A new study suggests goats may be the perfect weapon in the fight against an invasive plant species that's taking over Toronto's wetlands.

Public Works looks at public space, urban design, and city-building innovations from around the world, and considers what Toronto might learn from them.

There are plenty of people (ourselves included) who would take any excuse to own a goat. Sadly, the Toronto Municipal Code prohibits keeping billies, nannies, or kids at home—but there is reason to believe goats could become an integral part of the City’s parks department.

A global team of university researchers recently published a paper on the potential of livestock—particularly goats—to help control phragmites.
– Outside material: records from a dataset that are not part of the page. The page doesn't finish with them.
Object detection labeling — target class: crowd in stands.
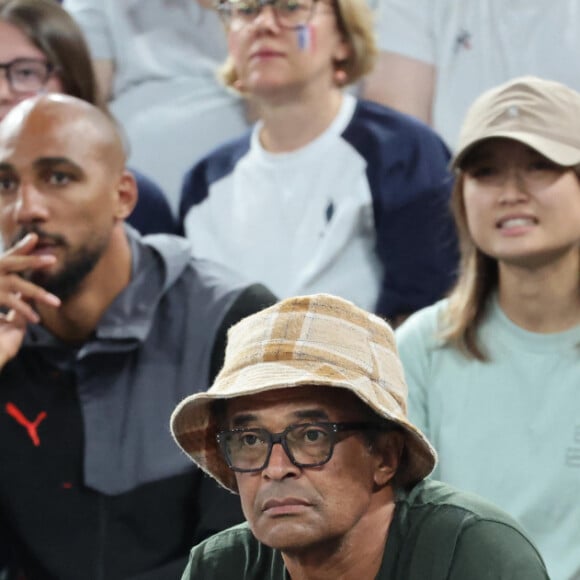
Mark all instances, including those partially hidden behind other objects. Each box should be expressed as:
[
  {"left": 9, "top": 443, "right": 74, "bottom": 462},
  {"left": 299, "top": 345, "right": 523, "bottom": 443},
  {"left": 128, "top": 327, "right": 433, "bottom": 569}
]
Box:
[
  {"left": 0, "top": 0, "right": 577, "bottom": 578},
  {"left": 63, "top": 0, "right": 253, "bottom": 213},
  {"left": 363, "top": 0, "right": 580, "bottom": 149}
]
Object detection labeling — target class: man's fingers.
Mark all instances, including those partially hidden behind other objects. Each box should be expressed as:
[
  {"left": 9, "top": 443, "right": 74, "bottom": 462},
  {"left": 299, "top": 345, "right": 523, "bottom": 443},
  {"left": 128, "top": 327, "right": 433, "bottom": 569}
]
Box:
[
  {"left": 0, "top": 276, "right": 60, "bottom": 311},
  {"left": 1, "top": 299, "right": 40, "bottom": 325},
  {"left": 0, "top": 232, "right": 57, "bottom": 275},
  {"left": 0, "top": 252, "right": 56, "bottom": 275},
  {"left": 10, "top": 232, "right": 38, "bottom": 253},
  {"left": 3, "top": 310, "right": 16, "bottom": 322},
  {"left": 14, "top": 280, "right": 61, "bottom": 308},
  {"left": 0, "top": 236, "right": 60, "bottom": 322},
  {"left": 2, "top": 308, "right": 29, "bottom": 327},
  {"left": 2, "top": 285, "right": 60, "bottom": 323}
]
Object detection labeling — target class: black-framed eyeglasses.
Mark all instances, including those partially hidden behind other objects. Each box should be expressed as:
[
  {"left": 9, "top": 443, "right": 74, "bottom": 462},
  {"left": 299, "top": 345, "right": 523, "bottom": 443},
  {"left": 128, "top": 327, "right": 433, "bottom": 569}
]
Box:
[
  {"left": 217, "top": 0, "right": 321, "bottom": 30},
  {"left": 217, "top": 421, "right": 385, "bottom": 472},
  {"left": 0, "top": 59, "right": 55, "bottom": 95}
]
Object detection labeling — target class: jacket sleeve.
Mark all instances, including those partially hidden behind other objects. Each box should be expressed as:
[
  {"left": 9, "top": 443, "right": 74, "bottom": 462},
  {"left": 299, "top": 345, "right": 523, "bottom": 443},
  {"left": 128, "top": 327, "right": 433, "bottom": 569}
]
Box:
[
  {"left": 342, "top": 103, "right": 458, "bottom": 320},
  {"left": 374, "top": 177, "right": 458, "bottom": 319},
  {"left": 129, "top": 170, "right": 178, "bottom": 236},
  {"left": 371, "top": 133, "right": 458, "bottom": 319}
]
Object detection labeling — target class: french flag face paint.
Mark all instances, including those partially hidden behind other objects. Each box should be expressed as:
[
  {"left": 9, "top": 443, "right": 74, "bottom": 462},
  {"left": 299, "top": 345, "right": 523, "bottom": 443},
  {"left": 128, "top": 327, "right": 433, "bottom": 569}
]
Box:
[{"left": 296, "top": 24, "right": 315, "bottom": 51}]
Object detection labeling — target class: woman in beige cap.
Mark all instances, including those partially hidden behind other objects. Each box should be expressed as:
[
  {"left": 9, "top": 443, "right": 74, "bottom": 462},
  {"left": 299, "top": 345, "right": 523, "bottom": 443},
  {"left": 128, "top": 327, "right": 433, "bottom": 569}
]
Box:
[{"left": 396, "top": 75, "right": 580, "bottom": 580}]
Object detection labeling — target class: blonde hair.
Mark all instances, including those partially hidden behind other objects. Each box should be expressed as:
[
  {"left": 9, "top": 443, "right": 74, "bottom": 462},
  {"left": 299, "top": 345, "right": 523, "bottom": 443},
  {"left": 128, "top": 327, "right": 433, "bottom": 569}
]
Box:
[{"left": 218, "top": 0, "right": 377, "bottom": 90}]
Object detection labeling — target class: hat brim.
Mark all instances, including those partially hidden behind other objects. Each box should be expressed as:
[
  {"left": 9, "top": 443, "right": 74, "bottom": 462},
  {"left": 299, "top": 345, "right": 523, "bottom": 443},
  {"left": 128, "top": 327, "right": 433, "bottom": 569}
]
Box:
[
  {"left": 171, "top": 360, "right": 437, "bottom": 493},
  {"left": 452, "top": 130, "right": 580, "bottom": 169}
]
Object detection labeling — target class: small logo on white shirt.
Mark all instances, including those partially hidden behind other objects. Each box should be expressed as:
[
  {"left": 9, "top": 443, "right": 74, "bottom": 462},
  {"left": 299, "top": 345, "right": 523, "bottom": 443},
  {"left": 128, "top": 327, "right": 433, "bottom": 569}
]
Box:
[
  {"left": 454, "top": 29, "right": 472, "bottom": 54},
  {"left": 325, "top": 201, "right": 335, "bottom": 223},
  {"left": 319, "top": 200, "right": 335, "bottom": 238}
]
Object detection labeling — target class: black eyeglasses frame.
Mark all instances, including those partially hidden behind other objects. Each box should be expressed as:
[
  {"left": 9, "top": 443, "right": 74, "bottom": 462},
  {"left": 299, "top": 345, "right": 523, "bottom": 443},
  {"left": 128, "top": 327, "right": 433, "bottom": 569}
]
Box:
[
  {"left": 217, "top": 0, "right": 320, "bottom": 30},
  {"left": 0, "top": 58, "right": 55, "bottom": 94},
  {"left": 217, "top": 421, "right": 387, "bottom": 473}
]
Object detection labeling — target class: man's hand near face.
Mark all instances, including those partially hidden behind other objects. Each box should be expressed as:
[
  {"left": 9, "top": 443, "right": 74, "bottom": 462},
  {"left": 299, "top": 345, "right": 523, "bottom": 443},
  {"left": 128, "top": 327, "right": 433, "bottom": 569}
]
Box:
[{"left": 0, "top": 233, "right": 60, "bottom": 368}]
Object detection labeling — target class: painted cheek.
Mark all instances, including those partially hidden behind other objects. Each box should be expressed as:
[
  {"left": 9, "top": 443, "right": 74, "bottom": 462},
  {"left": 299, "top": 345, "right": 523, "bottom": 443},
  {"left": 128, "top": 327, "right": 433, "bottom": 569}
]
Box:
[{"left": 295, "top": 24, "right": 317, "bottom": 52}]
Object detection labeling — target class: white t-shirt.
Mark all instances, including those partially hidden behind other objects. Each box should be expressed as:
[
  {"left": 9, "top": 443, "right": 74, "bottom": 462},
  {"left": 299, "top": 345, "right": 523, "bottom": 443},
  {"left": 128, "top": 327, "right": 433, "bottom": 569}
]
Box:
[
  {"left": 375, "top": 0, "right": 580, "bottom": 148},
  {"left": 396, "top": 297, "right": 580, "bottom": 580},
  {"left": 64, "top": 0, "right": 249, "bottom": 211},
  {"left": 180, "top": 94, "right": 457, "bottom": 319},
  {"left": 184, "top": 95, "right": 382, "bottom": 311}
]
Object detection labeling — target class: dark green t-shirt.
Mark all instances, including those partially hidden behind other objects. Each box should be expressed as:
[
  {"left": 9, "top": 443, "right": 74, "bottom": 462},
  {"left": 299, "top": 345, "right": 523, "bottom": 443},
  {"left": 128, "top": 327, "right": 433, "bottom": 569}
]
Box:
[{"left": 181, "top": 480, "right": 549, "bottom": 579}]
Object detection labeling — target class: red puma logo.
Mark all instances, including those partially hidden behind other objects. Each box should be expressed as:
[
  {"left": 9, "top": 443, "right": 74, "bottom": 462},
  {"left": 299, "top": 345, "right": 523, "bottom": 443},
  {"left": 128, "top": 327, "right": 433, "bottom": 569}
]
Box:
[{"left": 5, "top": 403, "right": 47, "bottom": 447}]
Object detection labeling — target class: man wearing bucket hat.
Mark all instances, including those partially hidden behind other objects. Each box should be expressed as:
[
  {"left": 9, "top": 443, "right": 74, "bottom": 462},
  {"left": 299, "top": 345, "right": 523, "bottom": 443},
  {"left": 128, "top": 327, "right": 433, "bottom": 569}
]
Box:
[
  {"left": 171, "top": 294, "right": 548, "bottom": 579},
  {"left": 396, "top": 76, "right": 580, "bottom": 580}
]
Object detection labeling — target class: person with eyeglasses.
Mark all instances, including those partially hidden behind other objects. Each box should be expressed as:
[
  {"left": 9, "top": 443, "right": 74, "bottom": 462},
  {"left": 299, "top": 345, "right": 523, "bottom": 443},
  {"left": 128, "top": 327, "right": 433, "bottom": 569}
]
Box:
[
  {"left": 171, "top": 293, "right": 549, "bottom": 579},
  {"left": 395, "top": 76, "right": 580, "bottom": 580},
  {"left": 179, "top": 0, "right": 458, "bottom": 327},
  {"left": 0, "top": 59, "right": 57, "bottom": 99},
  {"left": 0, "top": 0, "right": 177, "bottom": 236}
]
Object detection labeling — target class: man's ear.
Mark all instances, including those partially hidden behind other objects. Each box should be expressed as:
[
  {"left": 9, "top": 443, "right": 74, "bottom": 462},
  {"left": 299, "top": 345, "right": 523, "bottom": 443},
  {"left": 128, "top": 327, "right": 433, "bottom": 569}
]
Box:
[
  {"left": 113, "top": 169, "right": 138, "bottom": 221},
  {"left": 372, "top": 431, "right": 404, "bottom": 488}
]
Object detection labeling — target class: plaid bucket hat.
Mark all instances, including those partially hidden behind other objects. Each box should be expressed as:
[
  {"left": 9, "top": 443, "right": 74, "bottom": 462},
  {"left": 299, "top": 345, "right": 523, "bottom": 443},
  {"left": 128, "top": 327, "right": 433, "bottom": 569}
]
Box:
[
  {"left": 452, "top": 75, "right": 580, "bottom": 169},
  {"left": 171, "top": 294, "right": 437, "bottom": 493}
]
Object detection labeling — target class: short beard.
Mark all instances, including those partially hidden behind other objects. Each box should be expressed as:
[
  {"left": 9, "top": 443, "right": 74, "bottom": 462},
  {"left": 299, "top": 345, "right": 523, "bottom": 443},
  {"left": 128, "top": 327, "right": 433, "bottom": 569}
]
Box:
[
  {"left": 12, "top": 226, "right": 108, "bottom": 302},
  {"left": 31, "top": 247, "right": 104, "bottom": 302}
]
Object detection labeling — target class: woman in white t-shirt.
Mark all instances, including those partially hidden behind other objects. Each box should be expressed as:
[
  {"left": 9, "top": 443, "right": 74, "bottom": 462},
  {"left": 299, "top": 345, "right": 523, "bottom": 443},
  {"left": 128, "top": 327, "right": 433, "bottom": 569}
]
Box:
[
  {"left": 396, "top": 76, "right": 580, "bottom": 580},
  {"left": 179, "top": 0, "right": 458, "bottom": 324}
]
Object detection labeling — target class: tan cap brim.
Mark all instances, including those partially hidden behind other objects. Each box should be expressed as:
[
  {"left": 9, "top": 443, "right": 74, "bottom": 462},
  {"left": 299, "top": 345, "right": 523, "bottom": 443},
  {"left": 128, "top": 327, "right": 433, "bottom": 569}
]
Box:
[{"left": 452, "top": 130, "right": 580, "bottom": 169}]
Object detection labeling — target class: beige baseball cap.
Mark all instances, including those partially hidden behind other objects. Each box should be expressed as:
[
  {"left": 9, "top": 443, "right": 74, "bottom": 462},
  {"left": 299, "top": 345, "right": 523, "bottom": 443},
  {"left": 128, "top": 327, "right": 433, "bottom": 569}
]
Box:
[
  {"left": 171, "top": 294, "right": 437, "bottom": 493},
  {"left": 452, "top": 76, "right": 580, "bottom": 169}
]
The invasive species of marsh reed has been overtaking wetlands in Europe and North America, but constant mowing and use of chemical herbicides have proven costly, inefficient, and, in the case of the herbicides, harmful to the environment.
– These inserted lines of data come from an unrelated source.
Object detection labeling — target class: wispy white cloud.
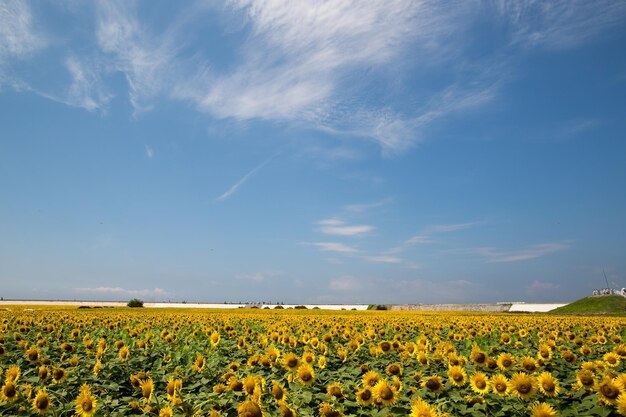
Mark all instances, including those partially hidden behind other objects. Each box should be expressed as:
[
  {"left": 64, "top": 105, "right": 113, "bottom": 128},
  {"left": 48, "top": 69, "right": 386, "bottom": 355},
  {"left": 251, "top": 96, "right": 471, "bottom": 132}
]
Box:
[
  {"left": 215, "top": 153, "right": 277, "bottom": 202},
  {"left": 63, "top": 56, "right": 113, "bottom": 111},
  {"left": 495, "top": 0, "right": 626, "bottom": 50},
  {"left": 404, "top": 235, "right": 435, "bottom": 245},
  {"left": 236, "top": 270, "right": 281, "bottom": 282},
  {"left": 306, "top": 242, "right": 359, "bottom": 254},
  {"left": 463, "top": 242, "right": 570, "bottom": 263},
  {"left": 95, "top": 0, "right": 174, "bottom": 113},
  {"left": 175, "top": 0, "right": 477, "bottom": 152},
  {"left": 389, "top": 221, "right": 480, "bottom": 254},
  {"left": 344, "top": 197, "right": 393, "bottom": 213},
  {"left": 73, "top": 286, "right": 168, "bottom": 298},
  {"left": 425, "top": 222, "right": 482, "bottom": 234},
  {"left": 317, "top": 218, "right": 343, "bottom": 226},
  {"left": 362, "top": 255, "right": 402, "bottom": 264},
  {"left": 528, "top": 280, "right": 560, "bottom": 292},
  {"left": 0, "top": 2, "right": 44, "bottom": 63},
  {"left": 329, "top": 275, "right": 359, "bottom": 291},
  {"left": 559, "top": 118, "right": 601, "bottom": 138},
  {"left": 145, "top": 145, "right": 154, "bottom": 159},
  {"left": 317, "top": 218, "right": 374, "bottom": 237}
]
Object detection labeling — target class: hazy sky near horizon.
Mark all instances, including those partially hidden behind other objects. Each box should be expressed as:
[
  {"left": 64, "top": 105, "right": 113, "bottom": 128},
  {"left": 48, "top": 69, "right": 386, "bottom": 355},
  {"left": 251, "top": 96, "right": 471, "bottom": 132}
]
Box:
[{"left": 1, "top": 1, "right": 626, "bottom": 304}]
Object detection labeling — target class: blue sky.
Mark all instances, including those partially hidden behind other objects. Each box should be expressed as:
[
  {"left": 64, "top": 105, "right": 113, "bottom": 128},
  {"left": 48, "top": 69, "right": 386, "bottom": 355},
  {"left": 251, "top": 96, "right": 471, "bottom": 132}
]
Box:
[{"left": 1, "top": 1, "right": 625, "bottom": 304}]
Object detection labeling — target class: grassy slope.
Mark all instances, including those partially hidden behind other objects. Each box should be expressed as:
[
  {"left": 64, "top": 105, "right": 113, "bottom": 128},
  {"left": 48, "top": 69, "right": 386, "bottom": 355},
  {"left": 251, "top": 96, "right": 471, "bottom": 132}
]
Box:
[{"left": 549, "top": 295, "right": 626, "bottom": 315}]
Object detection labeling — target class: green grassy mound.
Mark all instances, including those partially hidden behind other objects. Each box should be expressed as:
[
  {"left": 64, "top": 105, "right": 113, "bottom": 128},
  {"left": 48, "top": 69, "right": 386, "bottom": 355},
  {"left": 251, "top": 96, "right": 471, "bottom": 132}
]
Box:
[{"left": 550, "top": 295, "right": 626, "bottom": 315}]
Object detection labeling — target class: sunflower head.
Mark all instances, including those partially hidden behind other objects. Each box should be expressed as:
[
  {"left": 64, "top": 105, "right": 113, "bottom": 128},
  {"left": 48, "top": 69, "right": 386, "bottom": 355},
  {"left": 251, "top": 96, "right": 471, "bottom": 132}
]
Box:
[
  {"left": 32, "top": 388, "right": 51, "bottom": 415},
  {"left": 521, "top": 356, "right": 539, "bottom": 372},
  {"left": 596, "top": 377, "right": 624, "bottom": 405},
  {"left": 75, "top": 384, "right": 97, "bottom": 417},
  {"left": 140, "top": 377, "right": 154, "bottom": 402},
  {"left": 372, "top": 379, "right": 398, "bottom": 407},
  {"left": 386, "top": 363, "right": 403, "bottom": 376},
  {"left": 491, "top": 374, "right": 509, "bottom": 396},
  {"left": 410, "top": 398, "right": 440, "bottom": 417},
  {"left": 537, "top": 372, "right": 560, "bottom": 397},
  {"left": 360, "top": 371, "right": 379, "bottom": 388},
  {"left": 470, "top": 346, "right": 488, "bottom": 366},
  {"left": 296, "top": 364, "right": 315, "bottom": 386},
  {"left": 496, "top": 353, "right": 515, "bottom": 370},
  {"left": 470, "top": 372, "right": 490, "bottom": 395},
  {"left": 278, "top": 401, "right": 296, "bottom": 417},
  {"left": 327, "top": 383, "right": 343, "bottom": 400},
  {"left": 528, "top": 402, "right": 557, "bottom": 417},
  {"left": 576, "top": 369, "right": 596, "bottom": 391},
  {"left": 52, "top": 367, "right": 67, "bottom": 384},
  {"left": 604, "top": 352, "right": 621, "bottom": 367},
  {"left": 448, "top": 365, "right": 467, "bottom": 387},
  {"left": 272, "top": 380, "right": 287, "bottom": 401},
  {"left": 509, "top": 372, "right": 538, "bottom": 400},
  {"left": 237, "top": 400, "right": 264, "bottom": 417},
  {"left": 282, "top": 353, "right": 300, "bottom": 371},
  {"left": 422, "top": 375, "right": 444, "bottom": 395},
  {"left": 355, "top": 387, "right": 374, "bottom": 406},
  {"left": 319, "top": 402, "right": 344, "bottom": 417},
  {"left": 1, "top": 381, "right": 19, "bottom": 403}
]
In research trials that involved placing goats in phragmites-infested enclosures for three periods of two to four weeks, density and height of the dreaded reeds were reduced by about 50 and 60 per cent, respectively, and native plant populations were able to regain a foothold.

And get this: each enclosure was occupied by two goats because, the researchers explained, goats are social animals whose grazing habits might have been thrown off without a buddy around. How can you not love these guys?

In addition to conjuring adorable images of full-bellied goats dozing in pairs after a hearty lunch of invasive plants, this goat-as-strimmer strategy could be useful to Toronto. On August 28, the Toronto Star reported that phragmites are choking out native plant species at Tommy Thompson Park and all around the shores of Lake Ontario, destroying vital bird habitats.

Using goats as weed-whackers is not a new idea. Back in 2012, a wetland rejuvenation project in New York City rented a squad of 20 goats to mow down grassy fields and thin out the phragmites population before herbicide was used. Around the same time, a golf course near Craighurst, Ontario, received media attention for using a pair of goats to rid its fairways of weeds. In fact, as the study points out, people have used grazing animals to keep unwanted weeds at bay for 6,000 years.

Landscaping with goats cuts down on the carbon footprint produced by gas lawn mowers and maintenance equipment, but grazing goats are not entirely eco-friendly. Farm animals’ manure is rich in nitrogen and phosphorus, which, when it washes into ponds or lakes, can cause excessive algae growth. Excessive algae uses up oxygen in the water, damaging the ecosystem for fish. It’s already a major problem for Canadian waterways.

This idea could be a winner if the City managed to keep goat waste under control. It would be a messy job, but tack on feeding, petting, and cooing duties, and we’d happily volunteer for it.